Amid this bounty, a few Jeremiahs–most of them older and wiser–are starting to worry. They recite a new twist on FDR’s famous line: in the new economy, the only thing we have to fear is the lack of fear itself. California financial planner Judi Martindale sees this naivete every day. “Younger people have never seen the economy go down,” says Martindale, 52, who puts the generational breakpoint at around 40. This can lead to a startling excess of optimism, like the twentysomething who rankled at Martindale’s advice to consider some low-risk investments. “Why would anyone ever invest in anything but aggressive growth stocks?” he asked, mystified.

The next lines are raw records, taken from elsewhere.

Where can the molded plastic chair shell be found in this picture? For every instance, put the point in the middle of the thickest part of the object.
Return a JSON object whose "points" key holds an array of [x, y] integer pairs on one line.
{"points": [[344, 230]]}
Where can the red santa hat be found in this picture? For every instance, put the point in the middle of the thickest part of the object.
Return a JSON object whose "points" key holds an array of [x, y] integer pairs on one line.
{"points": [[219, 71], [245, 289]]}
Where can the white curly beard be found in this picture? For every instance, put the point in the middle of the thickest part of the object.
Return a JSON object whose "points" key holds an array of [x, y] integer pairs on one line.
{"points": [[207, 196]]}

In the most successful pockets of prosperity, the boom is forcing some people to ask some new questions. Some newly rich execs find that when they’ve captured the elusive brass ring, it’s not as fulfilling as they’d thought. “I get clients who’ve spent their whole life chasing money,” says Jessie O’Neill, a “financial therapist” based in Wisconsin who helps the newly moneyed come to terms with the condition she calls “affluenza.” “They’re saying, ‘Now I’ve got it, but I’m not happy. What happened?’ They’re disillusioned, depressed.”

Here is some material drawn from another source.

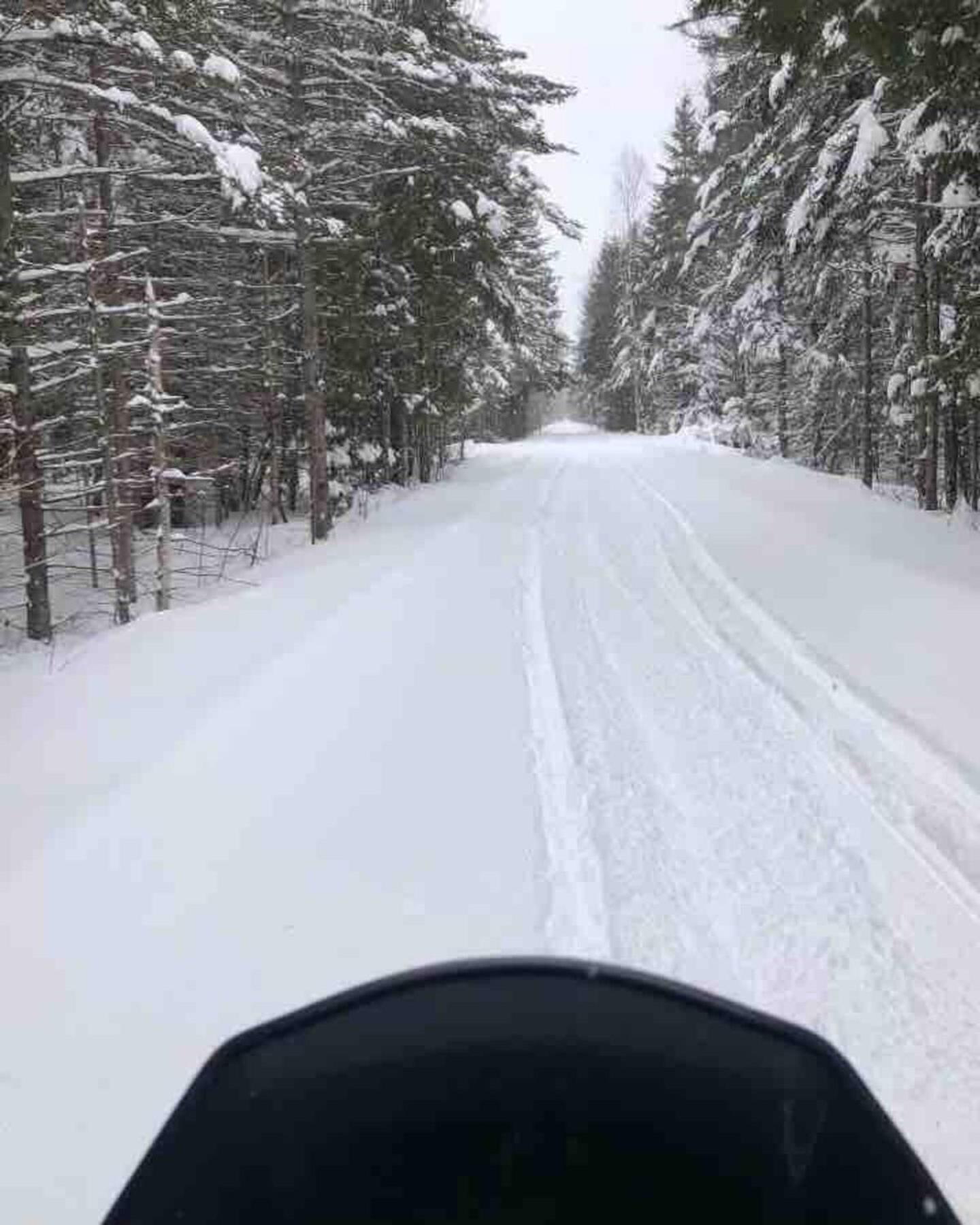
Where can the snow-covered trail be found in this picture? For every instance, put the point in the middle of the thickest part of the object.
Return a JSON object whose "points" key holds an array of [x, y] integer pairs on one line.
{"points": [[557, 704]]}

But this week, when the boom hits new lengths, it’s time to put that anxiety aside and celebrate, albeit in a subdued fashion. Remember, econ is the dismal science. Economists won’t spring for the confetti or party hats that traders used last spring to mark the Dow’s climb past 10,000. Besides, 107 months is such an awkward number. Why not wait for something rounder? “It’d be nice if we have a big hoopla when we hit 15 years,” bubbles Wayne Angell, the former Fed governor, who believes that barring a misstep by Alan Greenspan, the expansion could run recession-free for years. That would mean more lazy days for Stanford economist Robert E. Hall. He heads the Business Cycle Dating Committee, which officially calculates when recessions begin and end. It’s composed of six or seven economists–he can’t exactly remember how many, since they’ve had nothing to talk about for nine years. And, thankfully, he sees no reason to meet any time soon.